A couple of weeks ago, sherry received a nice plug on the radio show Marketplace. The story was about the difficulty of marketing sherry and the creative means that the Seattle firm Creature was going about doing it (such as building this Secret Sherry Society website). And that about sums up the challenge facing sherry these days: When the topic comes up, you never hear, “Wow, have you had a good fino lately?” More likely it’s, “How is sherry ever going to break its image as your grandmother’s favorite tipple?”

Well, have you had a good fino lately? Because the first step in dissociating sherry from the sweet, viscous liquid that Grandma drank at 5 p.m. on the dot every day is to acknowledge the different kinds of sherry. And if there’s one kind of sherry that can attract the hordes of free-spending, thirsty under-35s that all wine producers want, it’s one of the least understood: manzanilla.

Manzanilla is a subcategory of the fino style that is golden in color and dry. The other style category is oloroso, the nutty, amber-colored version that ranges from very dry to very sweet, a.k.a. Grandma’s favorite. (Amontillado is a ’tweener, displaying characteristics of both fino and oloroso.)

Why might manzanilla appeal to new sherry drinkers? For one, served chilled, manzanilla is the very definition of refreshing. A sip of it wipes clean the surface of your mouth. The sensation on your tongue is like getting out of the ocean on a hot day and finding yourself completely dry in minutes. Manzanilla is also light, nutty, briny, and everything else that you’d want at the end of the day and the beginning of a meal.

Fino sherries start their life as wines made from the Palomino grape. They spend most of their life before bottling in barrels, from three to as long as eleven years for some styles. The wine sits under a layer of yeast called the flor. The flor slowly feeds on the bits of the wine that the basic fermentation yeasts don’t get to. It also protects the wine from oxygen, keeping the wine lean, dry, and fresh.

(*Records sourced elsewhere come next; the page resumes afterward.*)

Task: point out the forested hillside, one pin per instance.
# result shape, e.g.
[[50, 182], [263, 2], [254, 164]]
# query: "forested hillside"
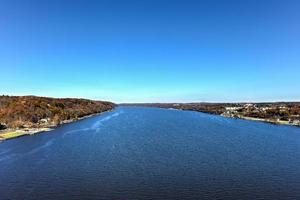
[[32, 111]]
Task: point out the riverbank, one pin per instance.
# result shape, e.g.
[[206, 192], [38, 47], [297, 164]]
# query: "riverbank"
[[281, 113], [16, 133]]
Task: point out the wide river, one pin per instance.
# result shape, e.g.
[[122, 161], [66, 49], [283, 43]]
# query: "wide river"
[[151, 153]]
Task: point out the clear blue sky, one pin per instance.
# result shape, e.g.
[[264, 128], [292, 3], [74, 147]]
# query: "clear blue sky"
[[151, 50]]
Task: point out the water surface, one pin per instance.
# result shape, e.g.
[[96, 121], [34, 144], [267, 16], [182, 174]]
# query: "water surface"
[[151, 153]]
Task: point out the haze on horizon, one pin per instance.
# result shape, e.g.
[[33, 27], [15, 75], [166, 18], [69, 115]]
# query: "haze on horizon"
[[152, 50]]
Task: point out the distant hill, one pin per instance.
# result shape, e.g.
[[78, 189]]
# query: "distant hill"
[[32, 111], [274, 112]]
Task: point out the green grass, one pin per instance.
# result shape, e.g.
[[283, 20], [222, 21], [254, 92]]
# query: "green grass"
[[12, 134]]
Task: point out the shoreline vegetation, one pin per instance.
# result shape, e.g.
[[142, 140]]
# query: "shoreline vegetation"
[[28, 115], [281, 113]]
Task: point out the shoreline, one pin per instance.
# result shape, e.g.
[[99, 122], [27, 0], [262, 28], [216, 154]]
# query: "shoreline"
[[16, 133], [269, 121]]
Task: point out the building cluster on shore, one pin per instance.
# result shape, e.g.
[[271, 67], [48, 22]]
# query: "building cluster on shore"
[[278, 113], [274, 113]]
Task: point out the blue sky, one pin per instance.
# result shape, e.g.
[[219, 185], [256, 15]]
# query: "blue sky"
[[151, 50]]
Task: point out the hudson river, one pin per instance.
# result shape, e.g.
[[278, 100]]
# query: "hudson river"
[[151, 153]]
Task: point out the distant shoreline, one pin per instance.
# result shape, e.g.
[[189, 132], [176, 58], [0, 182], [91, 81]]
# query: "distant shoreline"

This yeast thrives in the balmy, Mediterranean expanses of Andalucía. At a relatively inland site like the town of Jerez (the word sherry is a bastardization of Jerez), the layer of flor gets stressed during the hotter months, thins out, and may even disappear for a short time. But in the cooler seaside town of Sanlúcar de Barrameda, the flor grows thick and husky, interacting longer and more intensely with the fino. This is why the fino made in Sanlúcar is unique and is entitled to its own name: manzanilla.

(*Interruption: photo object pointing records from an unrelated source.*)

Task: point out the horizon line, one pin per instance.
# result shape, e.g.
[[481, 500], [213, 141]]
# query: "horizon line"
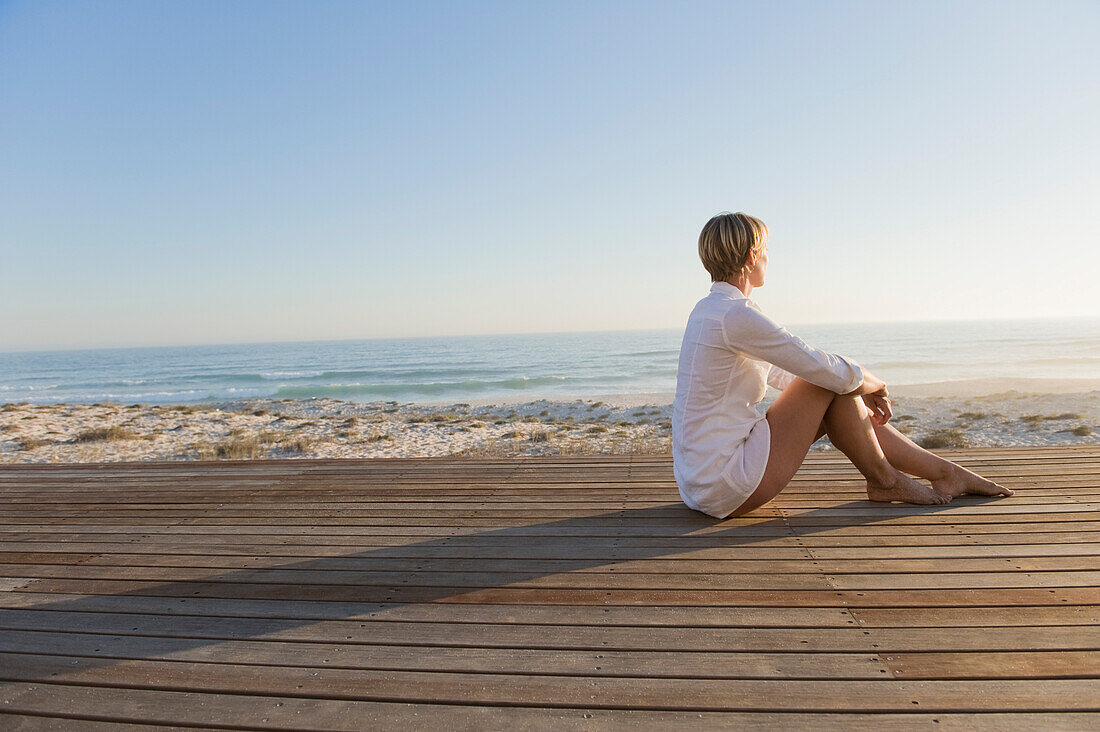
[[513, 334]]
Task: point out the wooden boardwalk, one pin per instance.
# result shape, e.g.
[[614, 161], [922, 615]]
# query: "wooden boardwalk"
[[569, 592]]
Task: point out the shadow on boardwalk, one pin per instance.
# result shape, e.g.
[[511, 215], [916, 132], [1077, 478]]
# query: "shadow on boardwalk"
[[365, 586]]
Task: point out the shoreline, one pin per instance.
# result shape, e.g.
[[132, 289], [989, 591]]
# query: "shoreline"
[[624, 424]]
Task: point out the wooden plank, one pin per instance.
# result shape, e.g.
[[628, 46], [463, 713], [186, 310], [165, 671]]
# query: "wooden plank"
[[806, 580], [535, 614], [242, 711], [804, 598], [833, 640], [691, 694]]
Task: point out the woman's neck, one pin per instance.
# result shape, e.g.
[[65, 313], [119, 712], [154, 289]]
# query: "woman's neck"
[[741, 284]]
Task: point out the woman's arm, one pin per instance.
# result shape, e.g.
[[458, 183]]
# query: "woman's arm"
[[750, 331]]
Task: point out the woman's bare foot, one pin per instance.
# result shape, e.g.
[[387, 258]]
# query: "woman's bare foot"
[[960, 481], [905, 490]]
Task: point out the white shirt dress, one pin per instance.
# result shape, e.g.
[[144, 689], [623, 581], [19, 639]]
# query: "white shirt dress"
[[729, 354]]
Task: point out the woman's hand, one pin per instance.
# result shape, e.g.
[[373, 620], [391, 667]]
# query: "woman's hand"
[[879, 406], [877, 399]]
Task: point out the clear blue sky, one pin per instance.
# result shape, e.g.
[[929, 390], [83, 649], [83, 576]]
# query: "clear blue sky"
[[211, 172]]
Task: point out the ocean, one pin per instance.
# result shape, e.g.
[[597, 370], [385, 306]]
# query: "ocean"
[[536, 366]]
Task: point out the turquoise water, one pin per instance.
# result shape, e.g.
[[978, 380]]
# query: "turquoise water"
[[536, 366]]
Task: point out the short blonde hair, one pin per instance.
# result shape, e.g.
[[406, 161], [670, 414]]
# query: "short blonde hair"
[[725, 243]]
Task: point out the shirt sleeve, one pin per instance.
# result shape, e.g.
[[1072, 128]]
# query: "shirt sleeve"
[[778, 378], [750, 331]]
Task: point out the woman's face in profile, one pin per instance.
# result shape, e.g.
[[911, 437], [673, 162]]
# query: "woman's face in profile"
[[756, 275]]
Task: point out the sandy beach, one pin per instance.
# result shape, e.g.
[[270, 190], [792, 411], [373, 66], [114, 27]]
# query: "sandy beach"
[[608, 425]]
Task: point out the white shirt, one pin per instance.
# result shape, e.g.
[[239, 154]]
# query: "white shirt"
[[729, 352]]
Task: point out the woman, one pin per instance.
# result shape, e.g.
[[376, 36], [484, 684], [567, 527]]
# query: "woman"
[[729, 459]]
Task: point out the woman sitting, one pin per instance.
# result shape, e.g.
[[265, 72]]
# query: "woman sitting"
[[728, 458]]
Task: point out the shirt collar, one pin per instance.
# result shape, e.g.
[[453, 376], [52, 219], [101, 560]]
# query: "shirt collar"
[[726, 288]]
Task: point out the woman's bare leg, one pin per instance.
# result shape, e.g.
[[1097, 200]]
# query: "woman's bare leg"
[[850, 429], [794, 421], [946, 477]]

What I like about manzanilla is its poignance and delicacy. And, because of its greater time under flor, its flavors are also a little more of primary fruit than fino from Jerez, which is bigger, rounder, and nuttier. Of all the sherries, manzanilla is the most like a traditional white table wine, which is why I think it would be attractive to beginners. Often, it even effuses the gunflint and smoke notes found on some of the sexiest white Burgundies. And it pairs brilliantly with light summer fare as well as fall and winter’s shellfish and crustaceans like Dungeness crab, oysters, and razor clams. Because manzanilla is so tight and bright, it’s also a perfect foil for foods rich in garlic, like that perennial favorite, Caesar salad. I can find something to drink it with year-round.

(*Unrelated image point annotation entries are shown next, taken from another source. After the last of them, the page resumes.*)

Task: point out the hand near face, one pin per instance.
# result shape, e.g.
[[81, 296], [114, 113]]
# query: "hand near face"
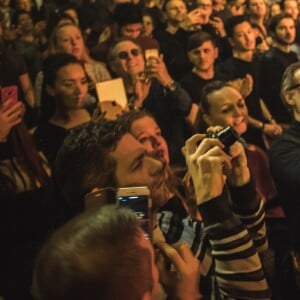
[[159, 71], [206, 163], [9, 117], [183, 282]]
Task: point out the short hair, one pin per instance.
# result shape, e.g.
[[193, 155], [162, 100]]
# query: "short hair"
[[288, 81], [275, 20], [204, 105], [232, 22], [127, 13], [83, 161], [198, 38], [110, 56], [52, 64], [94, 256]]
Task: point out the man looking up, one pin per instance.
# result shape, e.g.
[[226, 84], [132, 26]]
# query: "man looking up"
[[274, 62], [104, 155]]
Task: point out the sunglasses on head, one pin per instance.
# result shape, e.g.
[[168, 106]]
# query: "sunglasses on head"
[[125, 54]]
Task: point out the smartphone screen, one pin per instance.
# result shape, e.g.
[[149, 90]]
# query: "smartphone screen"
[[9, 93], [141, 205]]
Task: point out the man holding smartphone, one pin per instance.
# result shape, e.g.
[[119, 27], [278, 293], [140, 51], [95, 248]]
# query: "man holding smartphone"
[[104, 154]]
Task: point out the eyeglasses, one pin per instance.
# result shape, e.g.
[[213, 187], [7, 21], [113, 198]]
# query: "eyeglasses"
[[293, 87], [125, 54]]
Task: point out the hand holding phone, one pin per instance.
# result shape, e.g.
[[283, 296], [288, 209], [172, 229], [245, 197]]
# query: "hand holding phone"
[[9, 93], [138, 199]]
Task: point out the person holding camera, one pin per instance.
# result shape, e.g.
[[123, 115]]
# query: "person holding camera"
[[150, 87], [104, 156]]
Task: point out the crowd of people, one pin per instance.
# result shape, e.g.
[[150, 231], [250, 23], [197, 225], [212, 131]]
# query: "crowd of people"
[[210, 128]]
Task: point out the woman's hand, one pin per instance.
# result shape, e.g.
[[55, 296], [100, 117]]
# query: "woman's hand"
[[9, 117]]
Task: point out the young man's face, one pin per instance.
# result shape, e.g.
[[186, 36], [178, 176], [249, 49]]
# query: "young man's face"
[[243, 37], [136, 168], [227, 107], [285, 32], [131, 63], [132, 31], [176, 11], [148, 133], [204, 56]]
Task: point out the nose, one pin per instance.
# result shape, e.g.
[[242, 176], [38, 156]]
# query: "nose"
[[155, 166]]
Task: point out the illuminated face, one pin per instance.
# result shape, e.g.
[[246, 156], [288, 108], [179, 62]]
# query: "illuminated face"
[[291, 7], [206, 8], [136, 168], [204, 56], [132, 31], [243, 37], [70, 40], [257, 8], [131, 63], [70, 87], [285, 32], [176, 11], [148, 133], [148, 25], [227, 107]]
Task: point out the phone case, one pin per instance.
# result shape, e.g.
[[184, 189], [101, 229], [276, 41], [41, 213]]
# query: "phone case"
[[9, 93]]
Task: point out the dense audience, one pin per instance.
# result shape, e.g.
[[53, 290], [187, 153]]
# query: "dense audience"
[[225, 217]]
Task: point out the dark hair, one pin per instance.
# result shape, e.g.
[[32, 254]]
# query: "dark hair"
[[96, 255], [52, 64], [275, 20], [197, 39], [83, 161], [288, 80], [232, 22], [127, 13]]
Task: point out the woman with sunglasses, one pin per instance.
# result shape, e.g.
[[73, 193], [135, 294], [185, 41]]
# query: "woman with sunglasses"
[[150, 87]]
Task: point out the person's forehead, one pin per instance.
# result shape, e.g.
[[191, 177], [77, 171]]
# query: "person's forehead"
[[204, 45], [144, 124], [224, 95], [127, 149]]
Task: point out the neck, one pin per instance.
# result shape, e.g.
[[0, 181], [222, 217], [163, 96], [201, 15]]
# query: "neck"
[[71, 118], [172, 27], [207, 74], [283, 47], [243, 55]]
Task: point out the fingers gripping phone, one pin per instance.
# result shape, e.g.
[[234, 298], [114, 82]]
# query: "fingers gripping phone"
[[9, 93], [138, 199]]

Another beautiful thing about manzanilla (and sherry in general) is that it’s cheap. Tragically cheap, considering the length of time it ages. La Gitana from Bodegas Hidalgo is the gold standard of manzanilla. Aged between five and eight years in the barrel, the wine is intense with pear and apple notes to go along with hints of almond and that haunting whiff of the sea that no other wine can match. It usually retails for around $16. There are other good brands, though. San León from Bodegas Argüeso is a personal favorite, as is Solear from Barbadillo. Serve them all chilled.